Personal Loan Interest Rates: How Are They Calculated?

Personal loans are close-ended, and the borrower must pay monthly payments until they pay off the full balance. The interest rate on personal loans is a  percentage of the borrowed total. When seeking a loan, the lender quotes an interest rate to the borrower. This interest rate is the annual percentage rate (APR). Several factors go into determining the interest rate, and borrowers must understand how everything works before they pursue a loan. 

What Factors Do Lenders Consider for Personal Loans?

Before banks can give loans, they must borrow the money from customer deposits or other banks. Borrowers typically look for low interest rates when considering the best personal loans in utah. Banks determine a borrower’s interest rate based on the following critical factors. 

The Borrower’s Credit Score

Borrowers with better credit scores tend to get offered the best interest rates with personal loans. Lenders see good credit scores as less of a risk. The bank’s goal is to lend money with as little risk as possible. The greater the risk, the more they will charge in interest. As a part of the borrower’s creditworthiness, lenders may also consider their income and employment status. Borrowers with low income or missed payments can expect higher interest rates. 

The Loan’s Length

Lenders will also consider the loan’s length when deciding on the interest rate. Most lenders prefer long-term loans over short-term ones because they make more money in interest. Banks will almost always offer more favorable interest rates to borrowers pursuing long-term personal loans

The Cost of Borrowing From Another Bank

Many borrowers are surprised banks must borrow money to lend money. Banks lend to one another at a rate based on the federal funds rate. The banks pass this interest rate cost onto borrowers and factor in the other two above to determine the final interest rate for the borrower. 

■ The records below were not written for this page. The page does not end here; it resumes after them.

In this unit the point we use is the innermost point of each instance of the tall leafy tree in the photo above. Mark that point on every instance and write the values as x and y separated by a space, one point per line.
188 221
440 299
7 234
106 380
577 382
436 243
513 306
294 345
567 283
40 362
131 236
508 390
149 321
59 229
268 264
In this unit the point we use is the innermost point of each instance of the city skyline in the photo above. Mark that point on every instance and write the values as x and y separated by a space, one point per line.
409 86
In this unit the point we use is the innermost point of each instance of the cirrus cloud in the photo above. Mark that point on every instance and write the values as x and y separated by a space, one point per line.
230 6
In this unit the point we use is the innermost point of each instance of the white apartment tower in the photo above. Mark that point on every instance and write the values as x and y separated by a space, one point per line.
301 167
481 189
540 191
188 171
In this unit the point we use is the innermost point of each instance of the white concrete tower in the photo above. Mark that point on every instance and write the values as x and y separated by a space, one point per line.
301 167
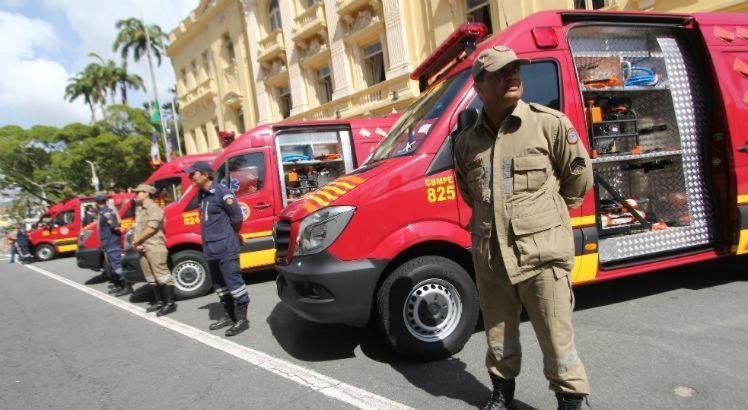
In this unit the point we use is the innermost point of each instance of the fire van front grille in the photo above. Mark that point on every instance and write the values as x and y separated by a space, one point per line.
282 237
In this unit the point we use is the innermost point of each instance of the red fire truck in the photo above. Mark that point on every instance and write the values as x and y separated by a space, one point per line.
170 183
57 230
266 168
659 99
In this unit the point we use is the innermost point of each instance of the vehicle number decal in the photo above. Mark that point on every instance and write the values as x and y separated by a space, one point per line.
191 218
440 189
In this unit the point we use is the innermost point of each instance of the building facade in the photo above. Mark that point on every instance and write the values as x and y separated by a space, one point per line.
317 59
214 78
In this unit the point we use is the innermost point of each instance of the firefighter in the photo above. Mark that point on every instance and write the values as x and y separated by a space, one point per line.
150 241
220 220
111 244
520 167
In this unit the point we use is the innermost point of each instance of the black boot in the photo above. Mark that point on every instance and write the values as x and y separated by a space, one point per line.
170 306
241 323
569 401
126 288
502 396
228 316
159 299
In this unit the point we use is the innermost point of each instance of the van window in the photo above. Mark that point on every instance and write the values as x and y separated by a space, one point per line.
246 172
541 85
416 124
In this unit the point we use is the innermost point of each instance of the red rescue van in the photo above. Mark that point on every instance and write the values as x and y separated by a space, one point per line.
660 100
170 183
57 230
266 168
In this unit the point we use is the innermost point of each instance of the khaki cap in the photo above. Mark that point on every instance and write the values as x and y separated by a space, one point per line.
495 58
145 188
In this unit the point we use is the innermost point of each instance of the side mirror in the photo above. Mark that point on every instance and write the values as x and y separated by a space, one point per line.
467 118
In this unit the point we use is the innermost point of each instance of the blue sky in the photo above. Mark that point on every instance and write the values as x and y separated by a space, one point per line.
45 42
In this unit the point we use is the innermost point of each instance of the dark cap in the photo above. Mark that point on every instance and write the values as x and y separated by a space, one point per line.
494 59
199 166
145 188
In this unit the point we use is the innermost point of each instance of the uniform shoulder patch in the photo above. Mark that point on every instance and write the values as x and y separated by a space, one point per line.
572 137
577 166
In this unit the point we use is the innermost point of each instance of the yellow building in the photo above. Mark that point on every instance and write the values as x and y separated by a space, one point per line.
316 59
214 79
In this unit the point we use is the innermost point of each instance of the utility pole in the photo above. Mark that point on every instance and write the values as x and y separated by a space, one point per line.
155 90
174 119
94 178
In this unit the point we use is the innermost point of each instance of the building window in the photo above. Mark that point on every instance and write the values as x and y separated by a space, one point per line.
324 85
591 4
284 101
479 11
373 64
229 46
275 21
195 73
206 64
241 127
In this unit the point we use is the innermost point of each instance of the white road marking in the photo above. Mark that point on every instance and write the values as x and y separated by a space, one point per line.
318 382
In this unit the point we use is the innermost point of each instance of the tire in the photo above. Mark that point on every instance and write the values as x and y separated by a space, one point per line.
191 275
420 330
44 252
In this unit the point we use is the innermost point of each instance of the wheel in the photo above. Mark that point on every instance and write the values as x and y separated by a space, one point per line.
427 308
191 275
44 252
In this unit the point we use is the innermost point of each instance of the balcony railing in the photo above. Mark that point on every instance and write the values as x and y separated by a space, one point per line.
271 46
310 22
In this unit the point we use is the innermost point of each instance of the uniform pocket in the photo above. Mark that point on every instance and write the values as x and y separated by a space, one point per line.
540 239
529 173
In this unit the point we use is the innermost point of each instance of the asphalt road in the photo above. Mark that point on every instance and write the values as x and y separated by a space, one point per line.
672 339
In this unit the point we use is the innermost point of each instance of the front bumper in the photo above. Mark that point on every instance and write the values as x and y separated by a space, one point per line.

Lenders Consider Secured and Unsecured Loan Interest Rates Differently

Lenders will also consider whether the loan is secured or unsecured. The vast majority of personal loans are unsecured. An unsecured loan is not backed by any assets owned by the borrower.  Secured loans have collateral, such as a home or car. Lenders will give better interest rates on secured loans because the collateral ensures the loan gets paid by the borrower or the bank takes the collateral. 

How Can Borrowers Get the Best Interest Rates on Personal Loans?

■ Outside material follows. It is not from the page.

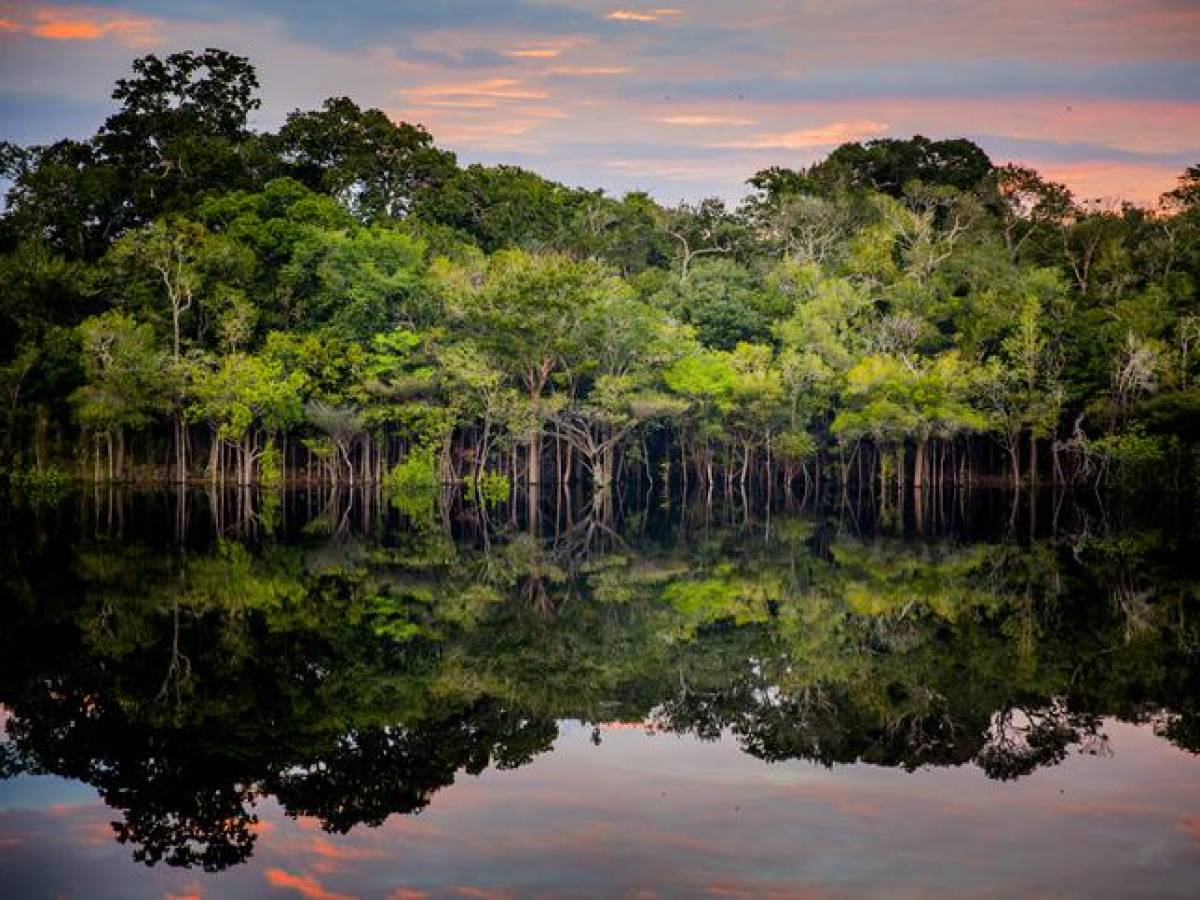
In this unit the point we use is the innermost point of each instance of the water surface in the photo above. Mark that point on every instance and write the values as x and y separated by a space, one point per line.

Getting the best interest rate means taking a concerted approach to shopping for personal loans. Even though the APR often rises, there are still opportunities to enjoy savings. Borrowers should consider taking the following steps before searching for a loan. 

  • Borrowers should check their credit scores and know what they are working with before applying. If the credit score needs work, start paying off old debts and getting rid of erroneous or outdated entries. It takes some work but is well worth the time. 
  • Get a letter from the HR department to prove tenure of employment. Borrowers will also need proof of income. They should gather check stubs and tax records. It also helps to have bank records available in case the lender asks for them. 
  • Always compare loan offers to determine the best interest rate. Never accept the first offer without researching. 

Get Started Today

There is no better time than the present to pursue a low-interest personal loan. Lenders should begin planning in advance, so they will be ready to meet the lender’s demands.